Do You Know the Meaning of Integrity?
Thought of the Day:
“Integrity is oneness; the fusion of walk and talk, the acceptance of our own inner darkness; the determined acceptance of reality, however unappealing it sometimes is. …hypocrisy, is the opposite of integrity.”
Molly Wolf
Thinking Outside of the Box:
I found the most interesting article at the “Christian Science Monitor,” the other day. It is a newspaper I read regularly because they still write in the ‘old’ style of journalism. To quote Officer Friday, “Just the facts, ma’am.” I like new journalism, which is probably a good thing because I write in that style, but I love to read the news in the old style. At any rate, I digress.
I was reading their “Society and Culture” section, which is always worth reading. It isn’t about who is debuting on what date, or any of that elitist copy, that no one really is interested in hearing about; it is almost always an interesting comment on what it says it is: Our society and its culture. The entry of December 20, 2005, is worth reading. It’s worth printing, and I think it should be required reading for every teacher and student in the United States.
The word “integrity,” was the most looked up word in the English language in 2005 (so say the folks at Merriam Webster). Interesting. I agree with the commentator in this column. It is a shame we (meaning “we” as a society) need to look it up, because schools have dumbed down everyone so much, they don’t know what the word means, but I think it is a good thing that people want to know what it means and have been exposed to issues that make them need the word.

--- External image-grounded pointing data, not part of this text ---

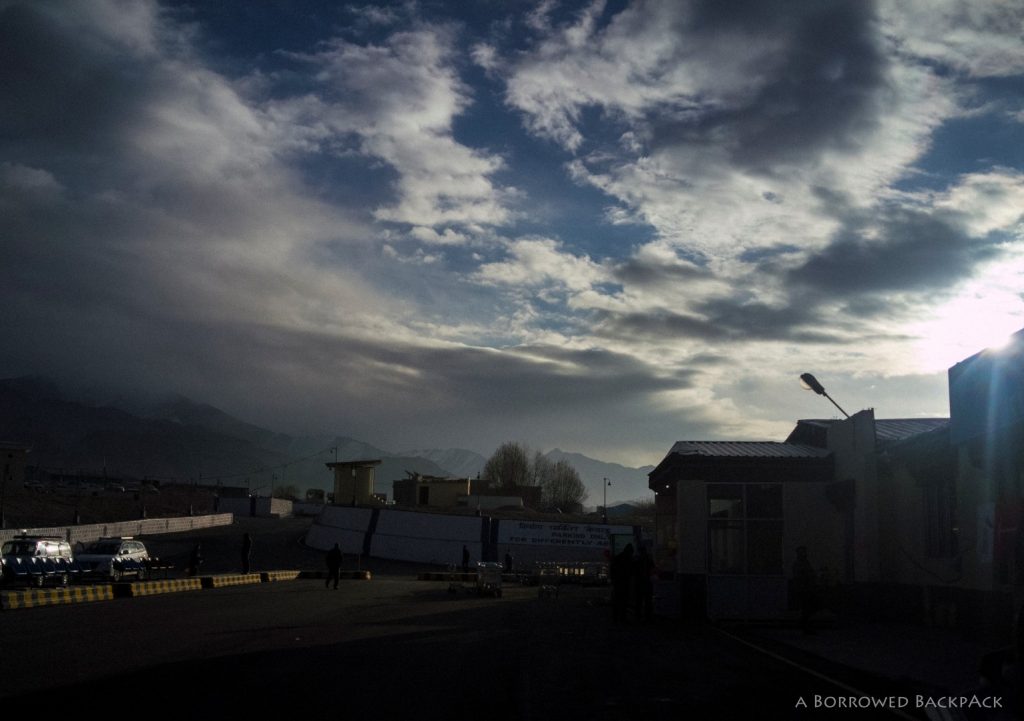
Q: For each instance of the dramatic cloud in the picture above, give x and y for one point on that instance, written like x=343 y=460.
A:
x=603 y=226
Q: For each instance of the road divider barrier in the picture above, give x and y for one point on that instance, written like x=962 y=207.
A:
x=51 y=596
x=230 y=580
x=152 y=588
x=350 y=575
x=460 y=578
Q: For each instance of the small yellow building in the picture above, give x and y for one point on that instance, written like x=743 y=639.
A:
x=353 y=481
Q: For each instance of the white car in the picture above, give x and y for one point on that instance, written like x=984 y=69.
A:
x=115 y=558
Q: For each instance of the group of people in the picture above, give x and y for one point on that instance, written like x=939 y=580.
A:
x=631 y=573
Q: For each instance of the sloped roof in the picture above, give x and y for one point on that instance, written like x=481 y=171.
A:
x=887 y=430
x=745 y=449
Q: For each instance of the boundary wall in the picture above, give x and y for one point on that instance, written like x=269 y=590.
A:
x=438 y=539
x=143 y=526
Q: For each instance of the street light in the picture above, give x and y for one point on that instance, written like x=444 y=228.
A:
x=809 y=382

A person’s integrity is perhaps the most important quality they possess. Going to dictionary.com, the definition of integrity reads: “Steadfast adherence to a strict moral or ethical code.” That isn’t the easiest road, it is just the honorable one. The right one. The past few decades have shown what lack of integrity does to individuals and hence to society.

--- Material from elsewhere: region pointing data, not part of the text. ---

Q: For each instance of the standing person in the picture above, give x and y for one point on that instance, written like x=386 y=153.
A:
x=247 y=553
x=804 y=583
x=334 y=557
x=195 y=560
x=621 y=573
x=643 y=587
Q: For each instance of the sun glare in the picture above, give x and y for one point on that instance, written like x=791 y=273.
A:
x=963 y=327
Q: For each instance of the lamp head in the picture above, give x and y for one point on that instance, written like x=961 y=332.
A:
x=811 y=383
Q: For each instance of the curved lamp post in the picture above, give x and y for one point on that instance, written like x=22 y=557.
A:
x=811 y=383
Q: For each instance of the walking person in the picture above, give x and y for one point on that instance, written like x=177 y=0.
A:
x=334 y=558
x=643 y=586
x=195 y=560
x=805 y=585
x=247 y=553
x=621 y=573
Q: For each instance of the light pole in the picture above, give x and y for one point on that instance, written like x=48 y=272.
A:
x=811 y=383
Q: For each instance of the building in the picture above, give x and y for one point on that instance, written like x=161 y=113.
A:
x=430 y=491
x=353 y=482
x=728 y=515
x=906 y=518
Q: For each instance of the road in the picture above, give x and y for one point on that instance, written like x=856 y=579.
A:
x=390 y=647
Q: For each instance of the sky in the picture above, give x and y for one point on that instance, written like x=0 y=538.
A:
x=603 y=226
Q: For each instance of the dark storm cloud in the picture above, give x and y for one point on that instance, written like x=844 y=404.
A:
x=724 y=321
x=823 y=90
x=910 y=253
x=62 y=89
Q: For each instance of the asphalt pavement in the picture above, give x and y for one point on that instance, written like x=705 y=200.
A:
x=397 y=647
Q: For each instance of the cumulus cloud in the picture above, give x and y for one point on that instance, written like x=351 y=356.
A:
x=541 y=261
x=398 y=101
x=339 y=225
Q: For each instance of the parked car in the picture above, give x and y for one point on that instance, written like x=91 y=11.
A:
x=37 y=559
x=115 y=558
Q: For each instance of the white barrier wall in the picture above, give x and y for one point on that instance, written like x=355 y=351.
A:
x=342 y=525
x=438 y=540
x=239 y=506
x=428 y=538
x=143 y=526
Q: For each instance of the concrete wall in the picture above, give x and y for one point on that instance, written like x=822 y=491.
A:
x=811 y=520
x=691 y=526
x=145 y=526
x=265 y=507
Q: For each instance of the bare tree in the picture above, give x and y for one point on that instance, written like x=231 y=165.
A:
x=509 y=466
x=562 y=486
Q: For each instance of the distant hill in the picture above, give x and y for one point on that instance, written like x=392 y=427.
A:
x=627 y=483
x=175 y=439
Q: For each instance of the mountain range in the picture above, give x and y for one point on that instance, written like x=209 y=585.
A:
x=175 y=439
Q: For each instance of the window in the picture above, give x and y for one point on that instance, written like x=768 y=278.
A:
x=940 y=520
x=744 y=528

The looking up of a word doesn’t change an entire moral infrastructure of a society. But it does bode well for the people within that society. It tells us that we are interested in finding the right road and that may perhaps mean, we have finally found that road.
Some Parting Thoughts:
“The urge of growth is the creative urge, the creative power in the universe. In such moments we grow in sympathy, in self-mastery, in honesty, or in sensitiveness to beauty.”
Richard C. Cabot
“The strongest principle of growth lies in human choice.”
George Eliot
“I would rather plant a single acorn that will make an oak of a century and a forest of a thousand years than sow a thousand morning glories that give joy for a day and are gone tomorrow.”
Edward Leigh Pell
“Let us ask ourselves as we arise each morning, What is my work today?”
Anna R. Brown Lindsay
“Take off your hats to your yesterdays;
Take off your coats for your tomorrows.”